I am often guilty of dwelling on the past. I'm sure it's been noted by anyone who reads this due to my pathetic, reminiscent ramblings lately. Rather than being grateful for the moment I'm experiencing and appreciating it's goodness at the time it's occurring, I wait for about 3-7 years and reflect back in desperation to return to the days I was skinny(ish) or when Jordan and I were first dating or when I would spend nearly every day hiking the beautiful canyons surrounding Salt Lake or when I was a "straight A" student or when I fillintheblank.
I've had a revelation, though:
I am not that 16-year-old high school girl anymore.
Really though, it is. I am seeing how I have evolved. My beliefs and outlook on life have been altered, and with it, my goals, my experiences, my interests, my relationships, and ultimately, who I am and who I want to become.
Life wouldn't look the same even if I had failed to grow, to learn, to change . . . because everyone around me has done so. It has been difficult to realize and come to terms with the fact that my relationships have changed and will indeed never be the same. BUT, in the midst of mourning the loss of "the way things were," others have stepped in.

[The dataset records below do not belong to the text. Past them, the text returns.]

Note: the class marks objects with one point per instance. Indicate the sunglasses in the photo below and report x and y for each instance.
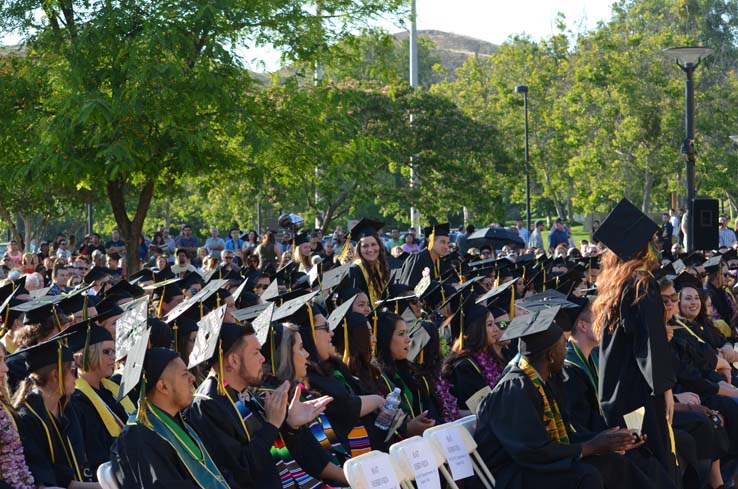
(670, 298)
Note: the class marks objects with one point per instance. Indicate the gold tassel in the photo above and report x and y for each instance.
(59, 369)
(512, 303)
(221, 380)
(312, 324)
(346, 354)
(346, 246)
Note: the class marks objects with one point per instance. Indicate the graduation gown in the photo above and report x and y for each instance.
(635, 368)
(513, 441)
(412, 268)
(52, 460)
(243, 458)
(143, 459)
(96, 437)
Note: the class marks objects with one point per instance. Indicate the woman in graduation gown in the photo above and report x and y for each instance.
(328, 375)
(14, 472)
(101, 417)
(473, 363)
(635, 361)
(393, 346)
(369, 272)
(51, 433)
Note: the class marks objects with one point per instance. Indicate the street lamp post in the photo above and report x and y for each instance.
(524, 90)
(688, 59)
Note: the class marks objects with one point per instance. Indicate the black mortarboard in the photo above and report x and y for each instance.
(713, 264)
(129, 326)
(686, 279)
(249, 313)
(536, 331)
(626, 230)
(124, 288)
(365, 227)
(143, 275)
(300, 238)
(95, 273)
(436, 230)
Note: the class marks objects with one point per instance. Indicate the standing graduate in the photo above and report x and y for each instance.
(430, 258)
(522, 433)
(369, 272)
(48, 426)
(157, 449)
(635, 360)
(101, 417)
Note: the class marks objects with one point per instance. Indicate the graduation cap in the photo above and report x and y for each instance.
(249, 313)
(95, 273)
(50, 352)
(333, 277)
(130, 326)
(713, 264)
(124, 289)
(536, 332)
(143, 275)
(626, 230)
(685, 279)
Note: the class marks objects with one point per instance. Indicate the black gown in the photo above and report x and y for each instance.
(96, 437)
(412, 268)
(513, 441)
(242, 461)
(635, 369)
(144, 460)
(47, 469)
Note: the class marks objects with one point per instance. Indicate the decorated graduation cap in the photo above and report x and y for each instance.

Really stellar people that have blessed my life with needed lessons and answers . . .
Essentially, my point is that even though it has been a rough road at times, and although life doesn't look anything like I had imagined or planned, I am so grateful for where my life has taken me, and the place I'm at now. I am finally learning how to take in each savory moment, and relish it for all that it's worth. I am blessed. Life is so good. I wouldn't change a thing. Except, you know, those extra pounds, of course.